Singapore – Former Indonesian president Suharto's children ignored advice to not abuse their position for financial and business gain, according to excerpts of Singapore Senior Minister Lee Kuan Yew's memoirs published Sunday.

The children's behaviour in the end contributed to their father's downfall, he said. Singapore's elder statesman however said that compared to the late Philippine president Ferdinand Marcos, he would not classify Suharto as a crook.

Lee revealed he met two Suharto daughters at the height of the Asian financial crisis of 1997 and 1998 to drive home the gravity Indonesia's problems highlighted by the tailspin of the rupiah currency. "Alarmed at the rapid decline of the value of the rupiah, I told our ambassador to Jakarta to ask Tutut if she could meet me in Singapore to convey my views to her father," he said in the excerpts published in the Sunday Times.

The meeting with Siti Hardiyanti Rukmana (Tutut) took place on Christmas day in 1997 with the presence of Singapore Prime Miniser Goh Chok Tong. "I strongly urged her and her siblings to understand that international fund managers in Jakarta had focused on the economic privileges the president's children were enjoying," Lee said. "During this period of crisis, it was best if they withdrew completely from the market and did not engage in any new projects."

Lee said he asked Tutut "point blank" whether she could get the message understood by her siblings. "She answered with equal frankness that she could not," said Lee, whose second volume of memoirs titled "From Third World to First: The Singapore Story" is to be launched here on Friday. The book is a sequel to the controversial first volume published earlier.

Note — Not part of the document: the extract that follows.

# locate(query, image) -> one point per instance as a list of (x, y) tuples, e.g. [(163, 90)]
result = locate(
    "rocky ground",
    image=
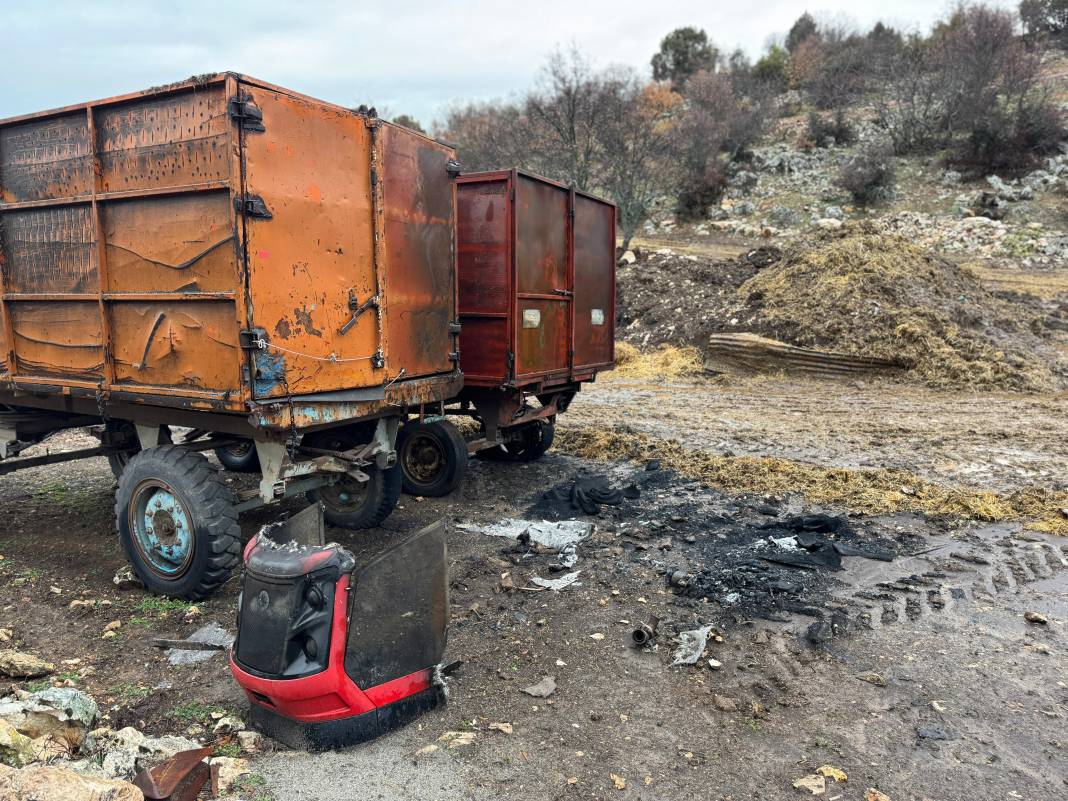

Lee said he persisted, sending Tutut the daily market reports on Indonesia from Singapore-based analysts. "To judge from the actions of the Suharto children, it had no effect on them."

Lee said he met another Suharto daughter, Siti Hediati Prabowo, in January 1998, who he said came to Singapore with her father's knowledge to raise US dollar bonds.

In the end, Lee said, Suharto's problems, which included a failing health, "had been compounded by the increasing intrusion of his children into all lucrative contracts and monopolies." Lee however explained the context in which the former Indonesian strongman indulged his children.

He said Suharto saw himself as a "mega sultan of a mega country" and as such believed that his children were entitled to such privileges as those accorded to the royalty of Solo in Central Java where his wife is a minor princess.